Hersl’s defense attorney, William Purpura, seemed incredulous. “You — you! — broke into Kenny Bird Jackson’s car?” Purpura said.

“No offense to Kenny Bird Jackson or any of the other people, but I didn’t know who they were,” Stepp said.

Jackson told The Sun on Thursday night that no such break-in occurred involving him. He said he planned to call federal prosecutors today. “If he lied about me, he lied about everything. It’s probably all lies,” he said. “I never had a silver Acura, never had $19,000 [stolen].”

While Stepp offered captivating testimony about his crimes with Jenkins, his testimony had little to do with Hersl and Taylor. Stepp testified that Jenkins told him Hersl was “one of the most corrupt cops in Baltimore City,” and invoked Taylor’s name in one robbery at a storage unit. But defense attorneys elicited admissions from Stepp that he never saw the officers on trial take money or drugs, and that Jenkins was prone to exaggerate what he told him.

Earlier in the trial, federal prosecutors displayed two large bags that were recovered from Jenkins’ vehicle. One was full of black clothing and masks, the other full of tools such as crowbars, lock cutters, a machete, and a grappling hook attached to rope.

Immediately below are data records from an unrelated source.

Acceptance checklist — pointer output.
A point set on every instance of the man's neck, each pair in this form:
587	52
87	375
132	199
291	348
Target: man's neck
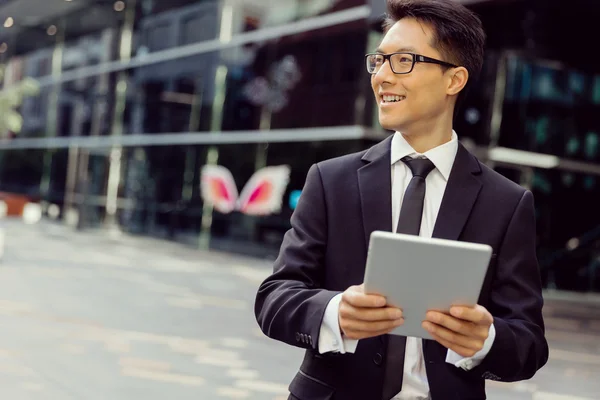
423	142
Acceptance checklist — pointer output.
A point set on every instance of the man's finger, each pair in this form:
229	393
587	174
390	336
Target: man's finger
358	299
453	338
357	335
369	314
353	325
456	325
477	314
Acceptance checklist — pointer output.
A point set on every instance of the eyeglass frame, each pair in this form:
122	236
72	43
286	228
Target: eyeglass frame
416	58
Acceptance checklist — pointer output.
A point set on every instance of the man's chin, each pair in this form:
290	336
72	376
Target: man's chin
390	125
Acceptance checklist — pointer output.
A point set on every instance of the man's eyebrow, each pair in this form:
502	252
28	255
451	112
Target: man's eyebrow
400	50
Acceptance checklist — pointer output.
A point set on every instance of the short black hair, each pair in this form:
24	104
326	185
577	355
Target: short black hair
459	34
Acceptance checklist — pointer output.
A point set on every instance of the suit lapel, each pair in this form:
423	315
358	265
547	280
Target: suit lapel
375	186
461	192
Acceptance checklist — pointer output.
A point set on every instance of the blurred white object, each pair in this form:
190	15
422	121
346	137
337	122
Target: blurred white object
32	213
53	211
3	209
2	243
72	217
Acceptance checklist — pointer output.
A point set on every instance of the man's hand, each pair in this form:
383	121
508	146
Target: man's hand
464	331
363	315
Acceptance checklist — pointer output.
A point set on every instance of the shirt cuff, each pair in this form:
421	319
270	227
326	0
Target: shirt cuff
330	335
468	363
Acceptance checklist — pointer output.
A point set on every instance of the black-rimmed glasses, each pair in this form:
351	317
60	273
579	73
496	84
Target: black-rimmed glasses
401	63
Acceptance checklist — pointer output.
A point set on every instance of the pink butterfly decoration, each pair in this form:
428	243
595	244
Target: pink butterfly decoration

Stepp said Jenkins had him buy the items and other supplies, such as GPS tracking devices the officers used illegally. Prosecutors displayed Stepp’s Amazon order history showing those items.

Stepp testified that he held onto the photos documenting some of his interactions with Jenkins “as insurance.” “I didn’t trust [Jenkins] toward the end. I was starting to worry about my life,” he said. Stepp said he became nervous when he saw Jenkins and his unit had been arrested, but gradually got back into drug dealing using connections he had before linking up with Jenkins.

At one point he took an expensive watch taken during one of Jenkins’ robberies, and threw it into the water behind his home. An FBI dive team recovered it, where it was displayed to its owner earlier this week in court for the first time since it was taken.

Baltimore Sun reporters Kevin Rector and Alison Knezevich contributed to this article.